Subsequently the appellant and the state submitted the case for determination by the trial court based on the preliminary hearing transcript and an additional stipulated set of facts. The appellant waived his right to trial by jury and agreed that the trial court could determine the case on the foregoing matters.
The additional facts stipulated were that the appellant had ready access to the shed *126 by the authority of his sister, the owner of the shed, and that for the use and convenience of the appellant and his mother a key to the shed was provided by the sister, which key was kept at appellant's home.
After considering the matters presented the trial court found the defendant guilty of grand theft and imposed the aforementioned sentence.
The appellant first contends that the state's motion for rehearing in the Court of Appeals was premature because the decision of that court did not constitute a final disposition of the case. He cites Rule 31.18, Rules of Criminal Procedure, 17 A.R.S. which provides for a motion for rehearing by any party "desiring rehearing of a decision or order of the Appellate Court which finally disposes of the case...."

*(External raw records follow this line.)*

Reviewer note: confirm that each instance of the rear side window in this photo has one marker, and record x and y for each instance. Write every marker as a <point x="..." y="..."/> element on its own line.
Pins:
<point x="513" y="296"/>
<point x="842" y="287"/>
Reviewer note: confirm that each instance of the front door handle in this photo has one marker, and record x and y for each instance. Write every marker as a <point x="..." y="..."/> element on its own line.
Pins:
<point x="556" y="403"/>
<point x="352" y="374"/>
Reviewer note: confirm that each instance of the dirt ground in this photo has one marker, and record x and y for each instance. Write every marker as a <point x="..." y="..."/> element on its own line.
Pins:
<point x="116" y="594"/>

The decision by the Court of Appeals disposed of the contention that the appellant did not have standing to contest the search. That court's action was a final disposition of the case on the main point upon which the trial judge relied to deny the motion to quash and adjudge the appellant guilty of the offense charged. The language used by the Court of Appeals to send the case back to the trial court to consider the issue of consent to search was in reality a reversal of the case and granting a new trial in which the trial judge was to make a determination of whether the appellant gave his consent for the search of the shed a point which the trial court did not decide because he ruled that appellant did not have standing to challenge the search.
While much has been written about the question of standing to assert a claim against unlawful search and seizure, the case of Brown v. United States, 411 U.S. 223, 93 S.Ct. 1565, 36 L.Ed.2d 208 (1973) provides the clearest test for resolving the issues of standing. In Brown the United States Supreme Court provided that a person would not have standing if: a) the defendants were not on the premises at the time of the contested search and seizure; b) alleged no proprietary or possessory interest in the premises, and c) were not charged with an offense that includes, as an essential element of the offense charged, possession of the seized evidence at the time of the contested search and seizure. Applying this test to the facts in question it appears that the additional factors presented in the stipulation by the parties shows that the appellant had a possessory interest in the premises because of the permissive use allowed by the owner. Under the total factors of the case the appellant had standing to contest the search of the shed.
It is conceded that the law enforcement officers were not in possession of a warrant to search the shed. It is also apparent that the defendant did not consent to the search of the shed. In view of the foregoing we must conclude that the seizure of the saw was in violation of the Fourth and Fourteenth Amendments, and under Mapp v. Ohio, 367 U.S. 643, 81 S.Ct. 1684, 6 L.Ed.2d 1081 (1961) was not admissible in evidence against appellant.
Since the seized evidence was not admissible, there is not sufficient evidence to convict the appellant, and the judgment of conviction must be reversed.
CAMERON, C.J., STRUCKMEYER, V.C.J., and HAYS and GORDON, JJ., concurring.